An Educator’s Perspective on Teaching Child Safety
Written by Peter Lewis, Ph.D.
Dr. Lewis is currently the Head of School of The Kew-Forest School in Forest Hills, New York. Prior to that, for many years he was Head of School of Gateway School in Santa Cruz, California. He is a long-time member of the Kidpower Board.
The normal priorities of educators encompass for the most part the teaching of academic and social skills with the ultimate intent of insuring a child’s success in the world and the marketplace. Over the past years, I have observed how, over time, the primary ethos in support of rigorous academic and intellectual training at school alongside appropriate socialization skills has remained consistent and fully supported by educators, parents and politicians. But, over time, there has been considerable debate on the place of “other matters,” particularly those of the “heart,” in the training and nurturing of our youth.
As an educator entrusted with the lives and welfare of over 300 children, I am emphatic in my resolve to bring these skills to the forefront of school life alongside the traditional academic and social skills that are part of mainstream education across the country.
Kidpower grew out of the personal experiences and insights of Irene van der Zande, the co-founder and current Executive Director of the organization. For 17 years, I have been associated with the organization in my capacity as a Head of School and Kidpower Board member. The program has received the support and insights of experts in education, mental health, child development, martial arts, rape crisis intervention, child safety and law enforcement.

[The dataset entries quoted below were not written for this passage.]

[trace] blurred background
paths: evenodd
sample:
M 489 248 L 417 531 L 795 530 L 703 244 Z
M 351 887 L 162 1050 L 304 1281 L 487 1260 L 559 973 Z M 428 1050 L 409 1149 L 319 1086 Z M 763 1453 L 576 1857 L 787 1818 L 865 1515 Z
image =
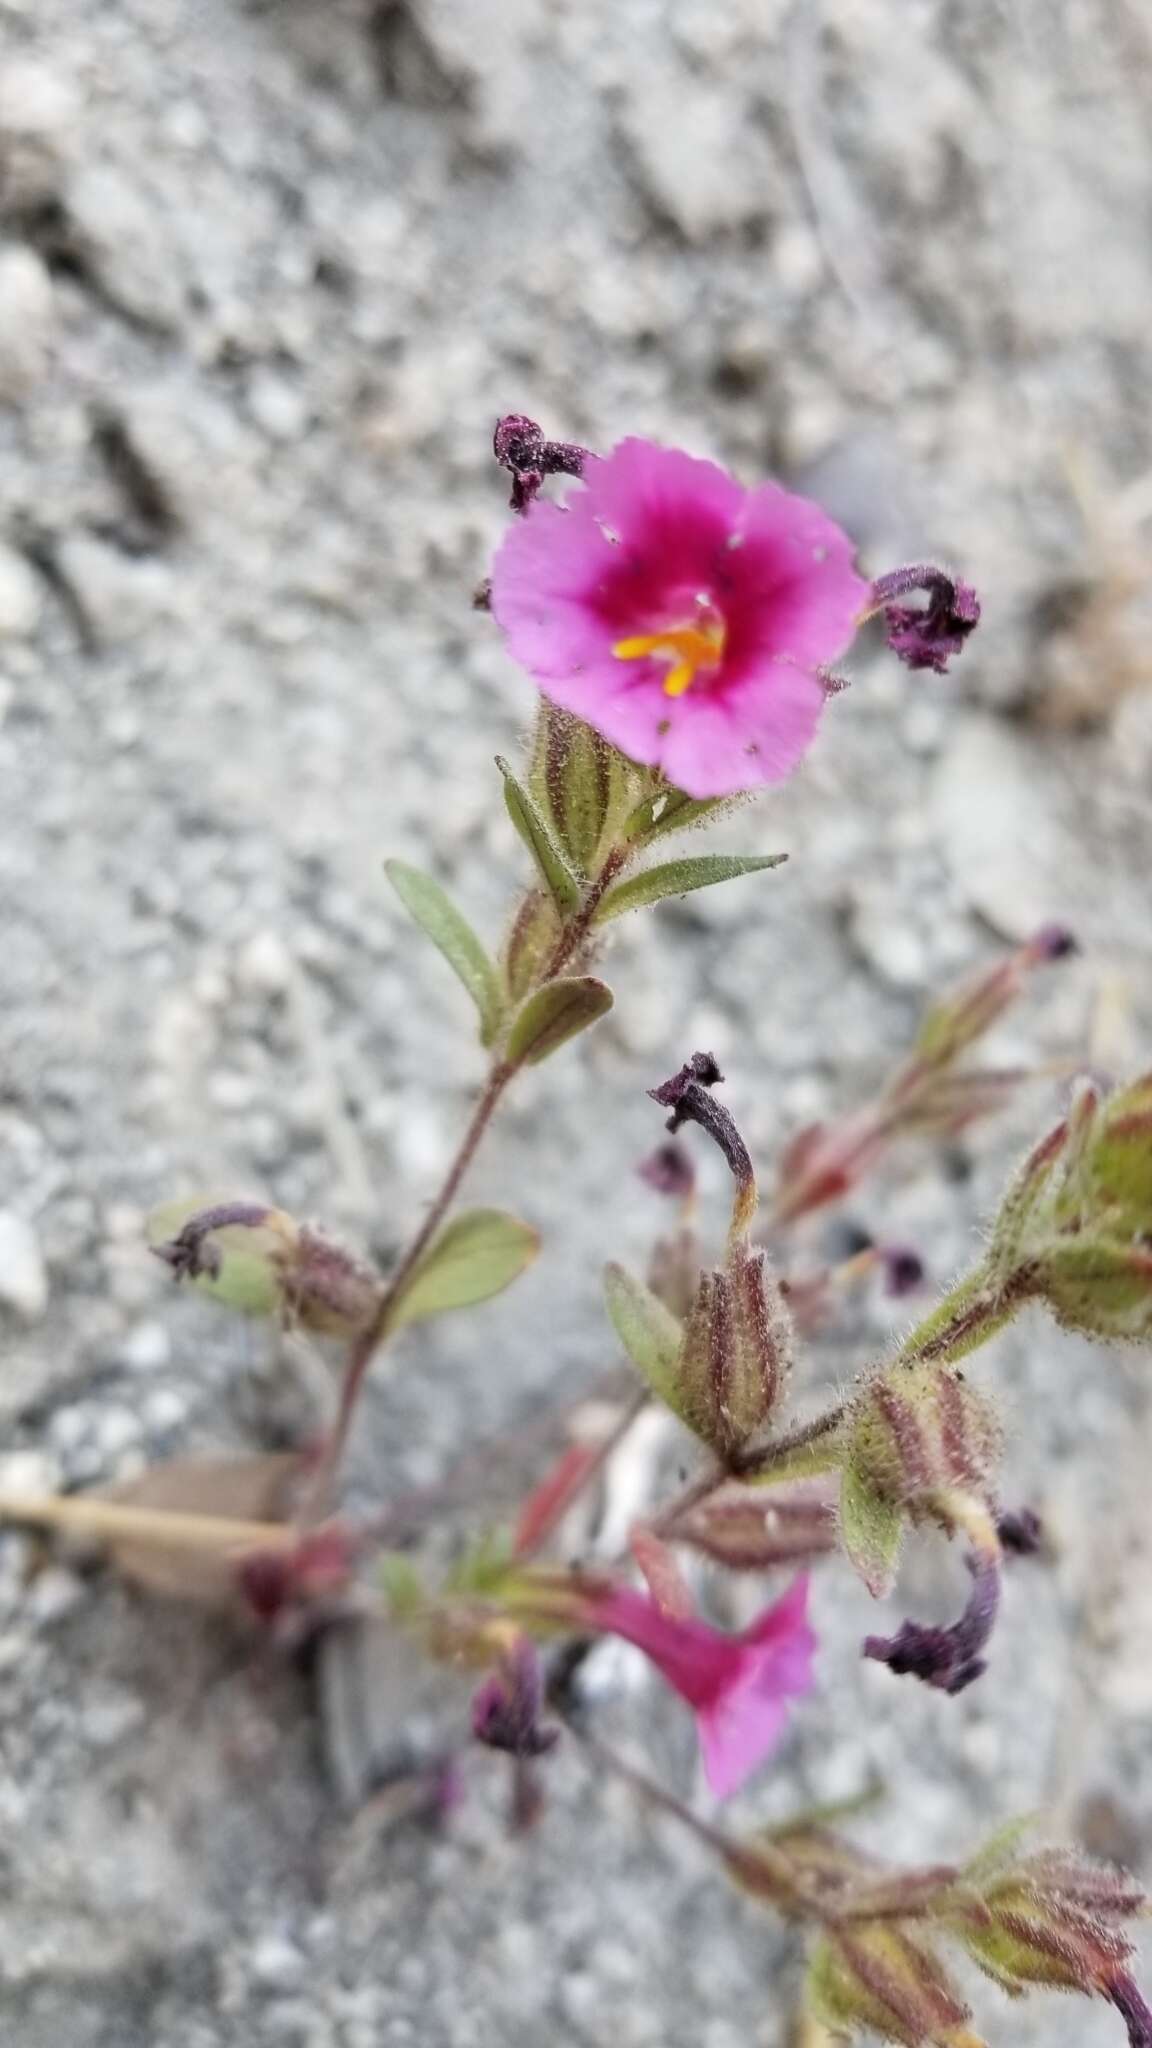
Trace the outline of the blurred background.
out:
M 386 1255 L 448 1157 L 481 1055 L 381 863 L 493 937 L 523 873 L 492 757 L 532 690 L 470 608 L 499 413 L 778 476 L 872 573 L 960 571 L 984 624 L 944 679 L 866 650 L 801 775 L 713 834 L 786 868 L 621 932 L 612 1017 L 476 1175 L 544 1253 L 381 1375 L 378 1492 L 612 1363 L 599 1268 L 663 1220 L 644 1089 L 696 1046 L 767 1167 L 1057 918 L 1081 954 L 999 1056 L 1147 1060 L 1150 72 L 1140 0 L 0 0 L 0 1483 L 299 1427 L 266 1333 L 172 1297 L 152 1204 L 263 1193 Z M 901 1154 L 853 1220 L 945 1283 L 1060 1099 Z M 907 1314 L 862 1307 L 812 1384 Z M 1145 1368 L 1039 1321 L 987 1354 L 1055 1561 L 955 1701 L 861 1665 L 876 1610 L 827 1572 L 820 1688 L 747 1818 L 879 1775 L 894 1856 L 1037 1807 L 1147 1866 Z M 0 1536 L 6 2039 L 784 2048 L 792 1943 L 578 1759 L 526 1841 L 487 1768 L 447 1840 L 389 1826 L 349 1796 L 346 1672 L 318 1703 L 41 1564 Z M 917 1558 L 885 1618 L 958 1584 Z M 428 1711 L 358 1682 L 385 1730 Z M 690 1786 L 676 1703 L 619 1712 Z M 1119 2027 L 980 2010 L 1045 2048 Z

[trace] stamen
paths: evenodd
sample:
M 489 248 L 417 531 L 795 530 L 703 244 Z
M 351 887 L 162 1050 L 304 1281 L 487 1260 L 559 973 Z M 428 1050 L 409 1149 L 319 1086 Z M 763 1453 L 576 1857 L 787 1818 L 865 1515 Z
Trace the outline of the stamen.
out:
M 618 661 L 642 661 L 650 655 L 655 661 L 669 662 L 664 693 L 668 697 L 682 697 L 685 690 L 691 689 L 699 670 L 719 667 L 724 658 L 724 640 L 724 621 L 714 617 L 703 623 L 693 620 L 682 626 L 665 626 L 659 633 L 631 634 L 625 640 L 617 640 L 612 652 Z

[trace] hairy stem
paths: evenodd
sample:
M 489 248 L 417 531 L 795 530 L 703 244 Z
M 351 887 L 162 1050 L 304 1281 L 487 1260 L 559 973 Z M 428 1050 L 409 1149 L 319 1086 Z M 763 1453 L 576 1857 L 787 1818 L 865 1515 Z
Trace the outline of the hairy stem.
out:
M 568 962 L 579 951 L 592 928 L 593 919 L 604 897 L 619 874 L 628 856 L 626 847 L 613 847 L 600 873 L 589 885 L 584 901 L 578 911 L 565 924 L 543 973 L 540 985 L 554 981 Z M 461 1183 L 472 1164 L 489 1124 L 499 1106 L 500 1100 L 510 1081 L 515 1078 L 518 1067 L 509 1060 L 497 1058 L 489 1071 L 484 1089 L 472 1112 L 468 1128 L 460 1140 L 452 1164 L 444 1176 L 439 1191 L 430 1208 L 403 1254 L 399 1265 L 384 1288 L 367 1328 L 352 1344 L 344 1370 L 344 1383 L 340 1389 L 340 1405 L 336 1420 L 324 1446 L 323 1456 L 316 1469 L 313 1485 L 309 1491 L 302 1512 L 306 1524 L 318 1521 L 324 1514 L 332 1484 L 339 1469 L 352 1427 L 352 1417 L 360 1398 L 372 1360 L 388 1335 L 389 1325 L 398 1302 L 403 1296 L 420 1260 L 432 1243 L 436 1232 L 448 1214 Z
M 541 987 L 549 981 L 555 981 L 557 975 L 563 974 L 569 961 L 579 952 L 592 929 L 596 912 L 599 910 L 605 896 L 608 894 L 609 889 L 628 858 L 628 852 L 629 849 L 627 847 L 614 846 L 608 854 L 595 881 L 589 884 L 588 893 L 579 910 L 569 918 L 557 939 L 547 964 L 540 975 Z
M 826 1455 L 830 1449 L 826 1439 L 835 1435 L 847 1412 L 847 1401 L 838 1401 L 834 1408 L 814 1416 L 811 1422 L 798 1422 L 794 1429 L 774 1437 L 771 1443 L 745 1451 L 736 1461 L 733 1477 L 759 1479 L 771 1473 L 782 1480 L 806 1479 L 827 1471 L 835 1459 Z M 793 1468 L 790 1471 L 786 1469 L 789 1466 Z
M 323 1456 L 316 1468 L 315 1478 L 305 1502 L 301 1519 L 305 1523 L 319 1521 L 324 1514 L 332 1482 L 348 1443 L 352 1417 L 356 1403 L 368 1374 L 368 1369 L 380 1345 L 388 1334 L 393 1312 L 400 1301 L 416 1267 L 431 1244 L 445 1216 L 460 1191 L 461 1183 L 480 1147 L 480 1141 L 496 1113 L 500 1099 L 516 1068 L 506 1060 L 497 1060 L 488 1075 L 484 1089 L 472 1111 L 468 1127 L 456 1148 L 455 1157 L 449 1166 L 437 1193 L 432 1199 L 423 1223 L 417 1230 L 407 1251 L 400 1259 L 388 1281 L 376 1307 L 376 1313 L 367 1327 L 351 1345 L 348 1363 L 344 1370 L 344 1383 L 340 1389 L 340 1406 L 336 1420 L 329 1432 Z
M 782 1849 L 774 1848 L 763 1835 L 758 1835 L 752 1844 L 739 1841 L 735 1836 L 725 1834 L 711 1821 L 702 1820 L 693 1813 L 674 1792 L 669 1792 L 655 1778 L 636 1769 L 612 1749 L 592 1735 L 587 1728 L 568 1716 L 563 1716 L 565 1726 L 574 1736 L 585 1755 L 601 1770 L 610 1771 L 621 1778 L 634 1792 L 655 1806 L 662 1813 L 672 1815 L 682 1826 L 688 1828 L 698 1841 L 703 1842 L 714 1853 L 720 1855 L 732 1875 L 749 1890 L 759 1896 L 773 1898 L 781 1909 L 797 1918 L 830 1923 L 834 1917 L 819 1894 L 797 1869 L 792 1858 Z

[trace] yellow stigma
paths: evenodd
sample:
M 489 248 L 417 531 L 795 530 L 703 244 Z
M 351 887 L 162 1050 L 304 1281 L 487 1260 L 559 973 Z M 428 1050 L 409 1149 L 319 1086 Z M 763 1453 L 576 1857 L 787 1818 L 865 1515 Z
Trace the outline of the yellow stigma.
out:
M 701 669 L 718 668 L 724 658 L 724 621 L 713 616 L 697 624 L 665 626 L 659 633 L 635 633 L 617 640 L 612 649 L 618 661 L 640 661 L 651 654 L 671 664 L 664 678 L 664 693 L 682 697 L 691 689 Z

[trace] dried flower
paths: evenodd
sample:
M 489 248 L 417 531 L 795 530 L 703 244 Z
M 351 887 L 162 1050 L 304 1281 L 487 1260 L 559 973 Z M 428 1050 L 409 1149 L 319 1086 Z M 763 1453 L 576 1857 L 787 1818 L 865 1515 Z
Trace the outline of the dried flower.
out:
M 496 556 L 511 653 L 690 796 L 790 775 L 869 595 L 846 535 L 778 484 L 649 441 L 588 458 L 584 485 L 530 504 Z
M 718 1799 L 727 1799 L 763 1763 L 783 1732 L 789 1701 L 812 1688 L 816 1637 L 803 1573 L 739 1636 L 721 1635 L 707 1622 L 673 1619 L 629 1586 L 591 1596 L 586 1614 L 602 1633 L 635 1643 L 687 1700 Z
M 549 441 L 542 427 L 523 413 L 496 422 L 492 452 L 512 477 L 512 510 L 526 512 L 546 476 L 582 476 L 587 448 L 574 441 Z
M 670 1195 L 684 1202 L 696 1191 L 696 1169 L 683 1145 L 677 1145 L 672 1138 L 667 1144 L 657 1145 L 647 1159 L 640 1161 L 636 1171 L 658 1195 Z
M 988 1668 L 981 1652 L 1000 1606 L 999 1553 L 973 1551 L 965 1562 L 972 1591 L 958 1621 L 948 1628 L 901 1622 L 894 1636 L 866 1636 L 864 1655 L 886 1664 L 898 1678 L 907 1674 L 922 1679 L 938 1692 L 963 1692 L 981 1677 Z
M 508 1756 L 544 1756 L 555 1748 L 560 1730 L 541 1723 L 543 1705 L 539 1656 L 527 1636 L 518 1636 L 473 1698 L 472 1733 Z
M 922 590 L 923 609 L 893 604 L 895 597 Z M 980 600 L 967 583 L 956 583 L 943 569 L 928 564 L 894 569 L 872 585 L 873 610 L 883 611 L 888 645 L 908 668 L 931 668 L 943 675 L 954 654 L 980 623 Z

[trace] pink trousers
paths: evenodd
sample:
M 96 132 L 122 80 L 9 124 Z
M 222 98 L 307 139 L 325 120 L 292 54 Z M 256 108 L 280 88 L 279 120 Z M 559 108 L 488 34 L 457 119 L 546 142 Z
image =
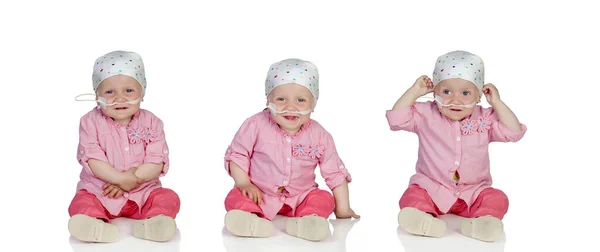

In my mind, Kidpower teachings are a necessary part of the overall school program. The statistics from various federal agencies demonstrate just how vital the Kidpower training model has become to insure in so many ways the welfare and education of all young people. Most notably and alarmingly, these statistics point to violence and abuse as being among “the leading health issues of our time.”
- In the Unites States alone, more than 100,000 children each year will become victims of reported attempted kidnappings by strangers.
- One out of every three girls, and one out of every four boys will become victims of sexual abuse before the age of 18.
- One out of every seven school children is harmed by bullying.
- 85% of today’s 12-year-olds will be victims of a violent crime in their lifetime.
This means that the risk of being assaulted is greater than the risk of being in a serious car accident. These statistics are relevant to all of us but they are also vivid reminders of the society around us and challenge our own beliefs on how safe and well-guarded our lives, and those of our children, might appear to be. Prior to Kidpower, I was myself readily complacent about issues related to safety and self-protection within the context of a school program as well as within my own family. I felt in control and was confident that the children under my care were safe and were being nurtured with professionalism and with passion.
But, over time, I had a revelation that impacted my commitment to the children under my care. While I took responsibility for them on a daily basis, I saw that they did not possess the training or the intuitive understanding of how to respond to dangers and personal fears when “responsible grown-ups” were not around. As I read about children who had suffered through assaults and abuses, I saw too that the overall damage to their self-worth and sense of being was extremely painful and difficult to overcome. As Irene van der Zande writes: “Too many people find their freedom limited by fear and their joy in life diminished by loss of self-confidence.”
In the early nineties, I met Irene van der Zande and my entire educational ethos and direction transformed dramatically as Kidpower soon became a standard part of the curriculum and teacher training regimen at my school. The program taught then and teaches today simple and effective skills for helping children to prevent and stop most bullying, molestation, assault and abductions. Kidpower is a pro-active response to the terrible injustices and threats that unfortunately abound and are often commonplace in our communities. I have seen how these skills can be used on an everyday basis to prevent most trouble before it starts.
Practicing and learning skills can reduce anxiety, raise self-esteem, and build competencies. This means that children can learn techniques of response and reaction to awful circumstances—however dangerous and perplexing. And, in the end, they can gain self-confidence and advocate for themselves.
In my mind, schools must prioritize the adoption of Kidpower programs for their students so that the dangers of society do not remain a secret at school but are brought out into the open beyond the scope of CNN and newspaper accounts of the horrible occurrences involving children. While educators cannot change society overnight nor keep children fully safe out of school, they can train children and their parents in the insights and skills for contending with the many trials and tribulations that await them as children and as adults.
Ms. van der Zande notes: “Just telling children about the bad things that might happen makes them anxious. Coaching children so they can be successful in actually practicing skills helps them to become more confident and capable.”
Through their teacher trainings and parent education programs, Kidpower gives adults essential tools that they can use effectively to protect the emotional and physical safety of themselves and of the children and youth in their lives. In their direct services with children and teens, Kidpower gives every child the opportunity for successful practice of each skill taught. As an educator, I am impressed with how quickly these crucial ideas and skills prepare people of different ages and abilities to express their needs and take charge of their well-being.